Most of us don't need a list of impressive research statistics to tell us that today's families feel rushed. Chances are, you're already living this reality. The modern family moves from one activity and obligation to the next, while mom, dad, and kids can barely find time to breathe, much less connect in any meaningful way. But, perhaps you are the exception to the rule. Perhaps your family thrives off a full schedule, yet lately you've noticed one of your loved ones seems disconnected and irritable.

Whether you love a fast pace or are desperate to get off the treadmill, parents know that connecting with our kids is key to giving them a healthy childhood. Author and Coach Timothy Smith's recent book Connecting with Your Kids: How Fast Families Can Move from Chaos to Closeness (Bethany House) offers solutions that can be tailored to a family's unique situation. Read on as Tim discusses ways families can discern their natural paces, while helping them -- even the fast ones -- connect in meaningful ways.

Q: Why did you write a book on connecting with your kids? Is that possible with today’s busy families?

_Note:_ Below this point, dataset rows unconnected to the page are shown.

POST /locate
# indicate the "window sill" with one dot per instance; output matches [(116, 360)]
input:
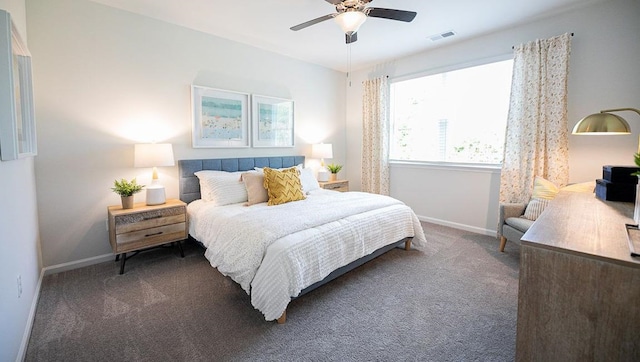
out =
[(450, 166)]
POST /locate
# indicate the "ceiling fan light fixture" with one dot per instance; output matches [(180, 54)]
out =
[(350, 21)]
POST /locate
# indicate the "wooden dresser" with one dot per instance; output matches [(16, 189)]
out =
[(579, 293)]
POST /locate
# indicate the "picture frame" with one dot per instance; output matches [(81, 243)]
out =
[(220, 118), (272, 121), (17, 111)]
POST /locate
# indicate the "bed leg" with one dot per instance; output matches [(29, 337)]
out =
[(283, 318)]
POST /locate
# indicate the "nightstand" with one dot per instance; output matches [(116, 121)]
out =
[(338, 185), (131, 230)]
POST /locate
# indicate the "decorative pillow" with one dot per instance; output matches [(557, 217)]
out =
[(589, 187), (283, 186), (543, 192), (254, 183), (308, 181), (221, 188), (535, 207)]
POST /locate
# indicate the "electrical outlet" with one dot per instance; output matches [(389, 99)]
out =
[(19, 282)]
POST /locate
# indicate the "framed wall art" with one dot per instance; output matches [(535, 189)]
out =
[(17, 113), (272, 121), (220, 118)]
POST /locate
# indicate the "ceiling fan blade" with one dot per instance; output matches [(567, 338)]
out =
[(393, 14), (312, 22), (351, 38)]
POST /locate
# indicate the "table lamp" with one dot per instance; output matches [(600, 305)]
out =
[(154, 155), (322, 151), (606, 123)]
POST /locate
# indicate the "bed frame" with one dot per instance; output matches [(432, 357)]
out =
[(190, 191)]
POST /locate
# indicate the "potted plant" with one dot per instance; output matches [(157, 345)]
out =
[(334, 169), (126, 190)]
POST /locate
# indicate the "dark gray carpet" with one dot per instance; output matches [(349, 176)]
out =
[(454, 301)]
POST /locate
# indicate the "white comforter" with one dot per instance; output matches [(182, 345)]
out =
[(263, 248)]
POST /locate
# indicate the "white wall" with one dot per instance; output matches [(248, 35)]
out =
[(106, 79), (604, 73), (19, 244)]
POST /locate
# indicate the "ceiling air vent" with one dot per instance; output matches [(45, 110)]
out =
[(440, 36)]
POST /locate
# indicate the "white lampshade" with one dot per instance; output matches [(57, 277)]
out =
[(153, 155), (350, 21), (322, 150)]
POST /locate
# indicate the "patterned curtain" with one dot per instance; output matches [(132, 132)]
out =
[(375, 136), (537, 139)]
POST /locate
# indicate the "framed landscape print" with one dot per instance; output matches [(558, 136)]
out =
[(272, 121), (220, 118)]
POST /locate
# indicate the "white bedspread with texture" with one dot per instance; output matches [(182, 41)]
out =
[(274, 252)]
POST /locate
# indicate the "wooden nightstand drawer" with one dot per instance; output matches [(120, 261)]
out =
[(146, 226), (150, 237), (124, 224), (340, 185)]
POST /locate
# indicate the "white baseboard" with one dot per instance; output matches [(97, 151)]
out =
[(22, 353), (78, 264), (455, 225), (34, 304)]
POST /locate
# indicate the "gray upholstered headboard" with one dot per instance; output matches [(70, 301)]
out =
[(190, 186)]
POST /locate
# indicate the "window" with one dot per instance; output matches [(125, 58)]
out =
[(457, 116)]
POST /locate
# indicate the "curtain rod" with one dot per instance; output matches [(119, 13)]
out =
[(513, 46)]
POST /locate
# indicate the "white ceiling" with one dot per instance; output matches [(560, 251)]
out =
[(265, 24)]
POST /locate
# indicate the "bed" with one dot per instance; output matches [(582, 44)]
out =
[(280, 252)]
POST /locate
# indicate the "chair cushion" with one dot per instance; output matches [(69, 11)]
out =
[(519, 223)]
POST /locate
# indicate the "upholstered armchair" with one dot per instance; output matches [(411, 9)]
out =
[(511, 225)]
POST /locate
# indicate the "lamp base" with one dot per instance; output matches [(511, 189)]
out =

A: Yes, I believe it’s possible to live full, meaningful lives and still make time to connect with each other. I’ve studied fast-paced families who have discovered a way to connect, even with their full schedules. I like what John Trent says in the Foreword, "This book gives us extra-busy types great, on-target insights that don’t make a person feel worthless for living a busy life."

Q: You say that 7 out of 10 parents are feeling hurried and hectic. What was the source of your information?

A: As a Gallup Research Fellow, I was able to design questions to poll Americans across the country about their pace of life and its impact on their family and relationships. We found that most parents with school-aged kids were feeling too rushed to connect with their kids, let alone their mate, friends, and neighbors. Most parents feel like life is a blur.

Q: Why are we in such a rush?

A: In the research, we discovered that there are seven reasons why we rush (1.) Our culture cherishes a fast tempo. (2.) Commerce compensates quickness. (3.) Media and technology promote speed. (4.) Our families fuel it. (5.) Our selfishness demands it. (6.) Debt drives it. And the seventh may be the most influential, we are running from something – avoidance promotes purposeless pursuits.

Q: You talk about "over-scheduled and under-connected" kids. What is the impact on them?

A: Recent medical and psychological studies report that over-scheduling can damage our health and our marriages and compel our children into depression and risky behaviors involving drugs, alcohol and sex. Other related indicators of stress include compulsive behavior, sleep disturbance, a drop in grades, withdrawal, tantrums, hostility, and acts of violence. Some kids have been scheduled so much that they don’t know how to entertain themselves and play and relax on their own. I call it the death of free play.

Q: You’ve coined the term, "Heartprints." What do you mean by that and how does that help a parent connect with her child?

A: The wise proverb cautions us to "guard the heart, for it is the wellspring of life." Each of us has a pace that we are comfortable with. For example, I like to walk fast; my wife likes to walk slowly. I don’t fully understand this, but we seldom marry someone who likes to walk or live at the same pace. Maybe opposites attract?